11.3 In the event a photo, film or other media production is cancelled due to circumstances on the Customer's side less than seven (7) working days before the agreed production date, Affairs is entitled to fifty (50) percent of the agreed total price for the Project, provided that Affairs is not charged a greater amount by relevant third parties (in which case the Customer shall fully compensate Affairs for the total amount). If a photo, film or other media production is cancelled less than forty-eight (48) hours before the agreed production time, Affairs is entitled to one hundred (100) percent of the fees for such production.

11.4 In addition to the above, each Party may terminate the Order with immediate effect by giving notice to the other Party if:

(a) such Party commits a material breach, and fails to remedy such breach (in case such breach is capable of remedy) within 30 days of notice from the other Party specifying the breach; or

(b) such Party is declared bankrupt, enters into liquidation, commences composition or restructuring proceedings or arrangements with a major part of its creditors or otherwise is or becomes insolvent.

11.5 Any section of these Terms, which by its wording or nature imposes an obligation after termination of these Terms, shall survive the termination of these Terms.

12. MISCELLANEOUS

12.1 These Terms constitute the entire understanding between the Parties regarding the subject matter hereof and supersedes any and all prior negotiations, agreements and understandings on the subject matters hereof, whether written or oral.

12.2 Neither Party may assign any of its rights or obligations under these Terms in whole or in part without the other Party's prior written consent, provided that Affairs may assign its rights and obligations in whole or in part to an affiliate of Affairs.

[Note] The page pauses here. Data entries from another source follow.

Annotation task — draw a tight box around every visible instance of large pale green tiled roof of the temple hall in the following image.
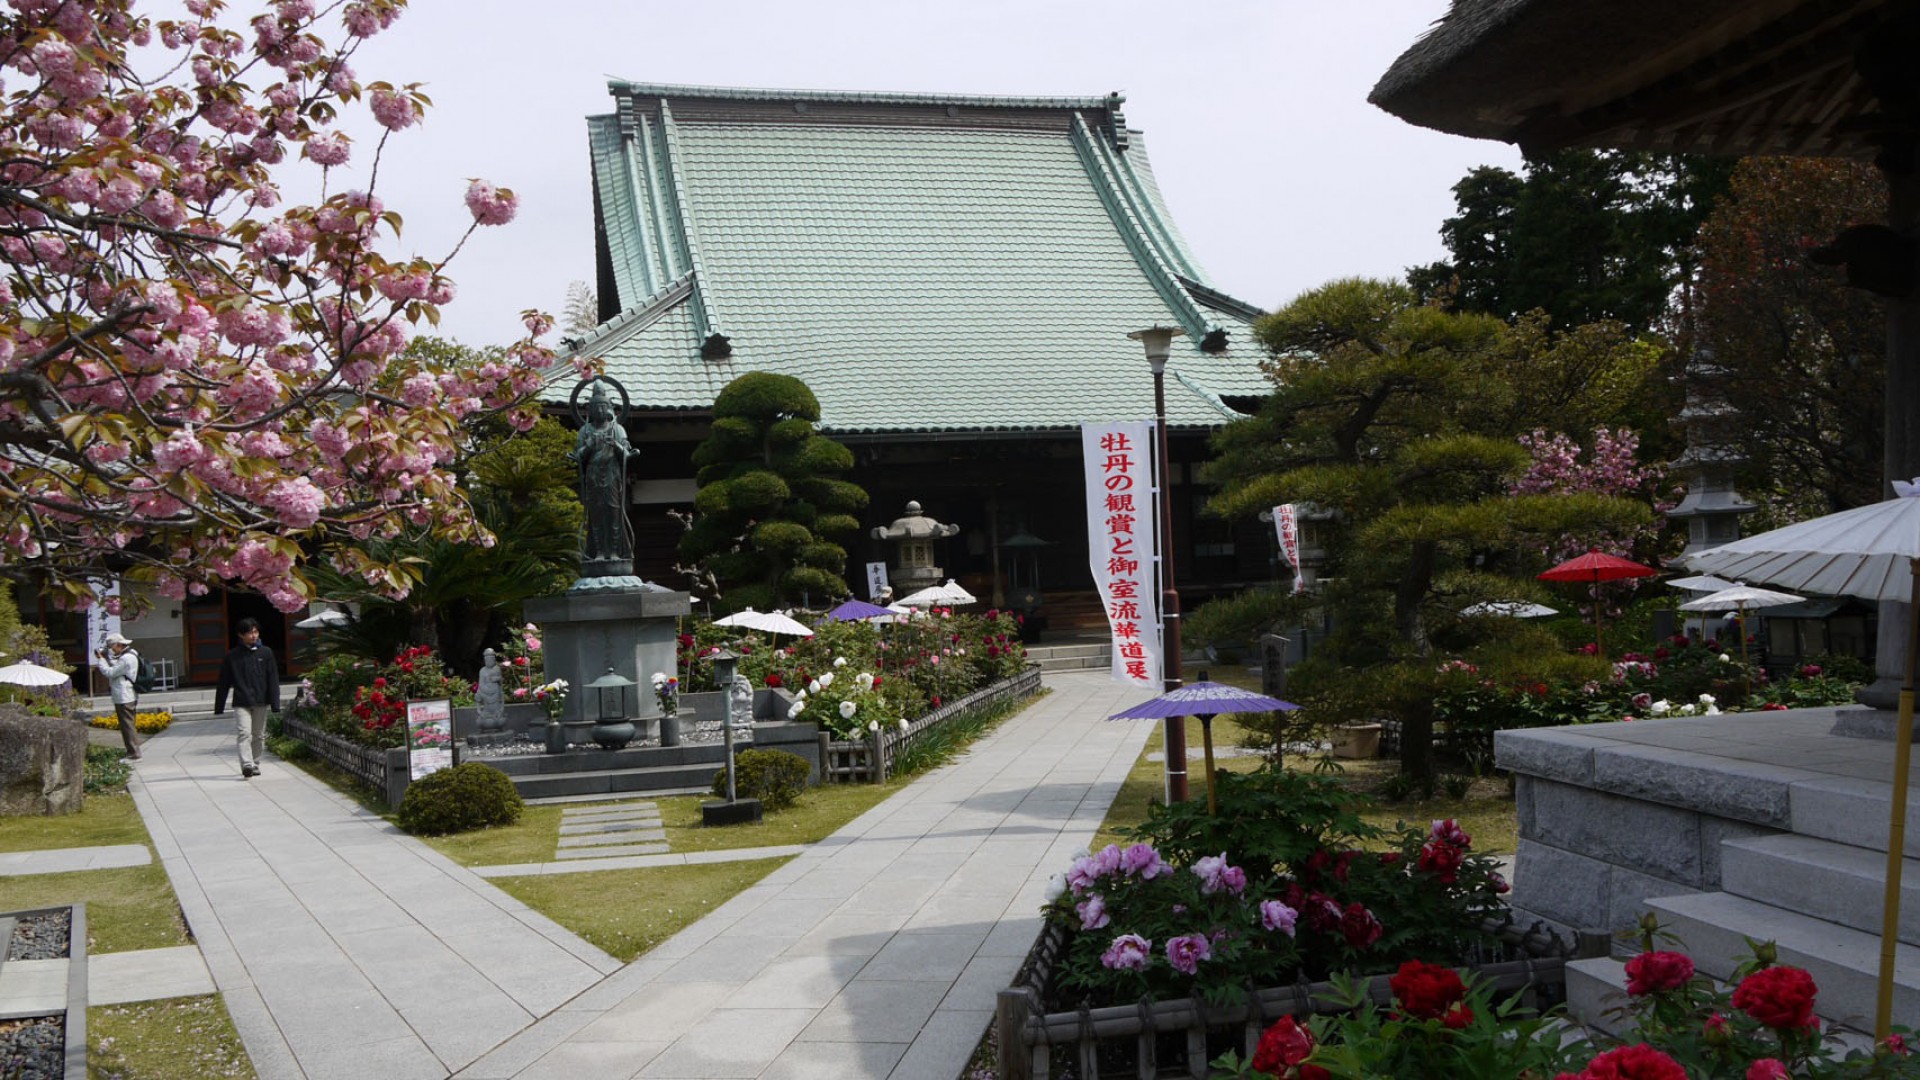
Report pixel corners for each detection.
[555,83,1269,432]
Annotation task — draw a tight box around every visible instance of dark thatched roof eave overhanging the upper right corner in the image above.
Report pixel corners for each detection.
[1369,0,1920,158]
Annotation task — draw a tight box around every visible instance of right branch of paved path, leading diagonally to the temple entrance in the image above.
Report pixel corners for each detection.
[459,673,1152,1080]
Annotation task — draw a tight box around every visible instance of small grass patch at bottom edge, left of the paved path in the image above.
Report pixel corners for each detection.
[86,994,255,1080]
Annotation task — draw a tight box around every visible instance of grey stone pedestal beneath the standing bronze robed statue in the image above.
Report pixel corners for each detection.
[526,578,691,724]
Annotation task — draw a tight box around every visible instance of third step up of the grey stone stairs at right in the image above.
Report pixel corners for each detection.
[1720,832,1920,945]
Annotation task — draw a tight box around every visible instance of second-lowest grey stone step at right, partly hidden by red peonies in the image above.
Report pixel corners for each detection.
[1647,892,1920,1030]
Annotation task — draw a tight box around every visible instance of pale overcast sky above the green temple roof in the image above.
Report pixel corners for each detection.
[334,0,1519,346]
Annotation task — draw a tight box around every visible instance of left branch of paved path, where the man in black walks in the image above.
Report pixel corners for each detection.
[131,721,620,1080]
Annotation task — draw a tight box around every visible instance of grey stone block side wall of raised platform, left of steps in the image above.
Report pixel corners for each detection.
[1494,721,1791,932]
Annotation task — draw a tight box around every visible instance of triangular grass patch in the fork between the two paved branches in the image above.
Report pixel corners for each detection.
[493,859,785,961]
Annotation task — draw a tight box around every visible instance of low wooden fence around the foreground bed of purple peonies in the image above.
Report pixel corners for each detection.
[993,915,1609,1080]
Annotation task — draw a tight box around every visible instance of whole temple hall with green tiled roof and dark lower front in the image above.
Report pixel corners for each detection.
[553,81,1273,622]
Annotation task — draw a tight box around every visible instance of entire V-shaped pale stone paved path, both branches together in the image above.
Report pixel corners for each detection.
[132,673,1152,1080]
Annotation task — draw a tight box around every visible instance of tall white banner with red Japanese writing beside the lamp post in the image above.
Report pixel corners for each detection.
[1081,421,1162,690]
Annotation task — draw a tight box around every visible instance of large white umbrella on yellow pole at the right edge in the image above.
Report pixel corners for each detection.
[1686,480,1920,1038]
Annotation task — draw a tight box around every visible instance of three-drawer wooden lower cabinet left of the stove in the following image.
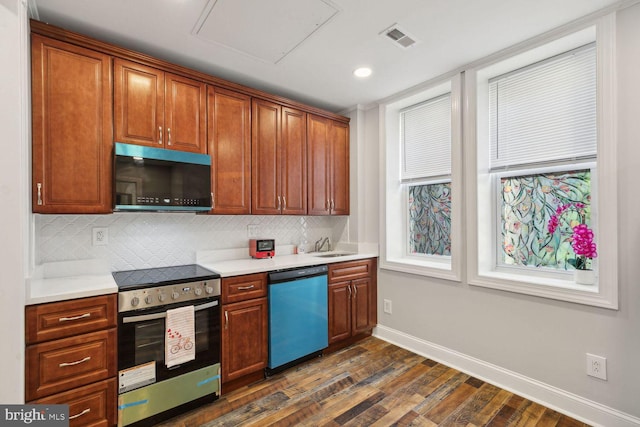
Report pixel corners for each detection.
[25,294,118,427]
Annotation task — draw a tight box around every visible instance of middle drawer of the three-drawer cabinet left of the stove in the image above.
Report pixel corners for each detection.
[26,328,117,401]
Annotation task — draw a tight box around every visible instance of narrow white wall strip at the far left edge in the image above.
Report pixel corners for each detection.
[0,0,29,403]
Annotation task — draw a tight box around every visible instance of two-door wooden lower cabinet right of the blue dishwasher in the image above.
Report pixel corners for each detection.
[329,259,377,350]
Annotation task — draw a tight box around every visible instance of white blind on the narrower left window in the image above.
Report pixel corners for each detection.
[400,93,451,181]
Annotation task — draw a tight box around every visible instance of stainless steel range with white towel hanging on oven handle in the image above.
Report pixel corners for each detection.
[113,264,220,427]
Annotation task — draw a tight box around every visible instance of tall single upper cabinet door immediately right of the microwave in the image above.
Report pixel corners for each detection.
[207,86,251,215]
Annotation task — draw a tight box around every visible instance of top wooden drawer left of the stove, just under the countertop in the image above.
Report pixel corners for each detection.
[25,294,118,344]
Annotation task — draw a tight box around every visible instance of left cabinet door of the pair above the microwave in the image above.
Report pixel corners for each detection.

12.3 All notices related to these Terms shall be delivered personally, mailed by registered or certified mail, or emailed to the address set out in the Order or to the other Party's representative which has been agreed between the Parties in writing.

13. GOVERNING LAW AND DISPUTE REGULATION

13.1 These Terms shall be governed by and construed in accordance with the substantive laws of Sweden.

13.2 Any dispute in connection with these Terms, shall be finally settled by arbitration in accordance with the Arbitration Rules of the Arbitration Institute of the Stockholm Chamber of Commerce (SCC). The Rules for Expedited Arbitrations shall apply. The tribunal shall be composed of one arbitrator. The language to be used in the arbitral proceedings shall be Swedish.

13.3 The Parties undertake and agree that any arbitral proceedings conducted hereunder will be kept strictly confidential. This confidentiality undertaking shall cover all information disclosed in the course of such arbitral proceedings, as well as any decision or award that is made or declared during the proceedings.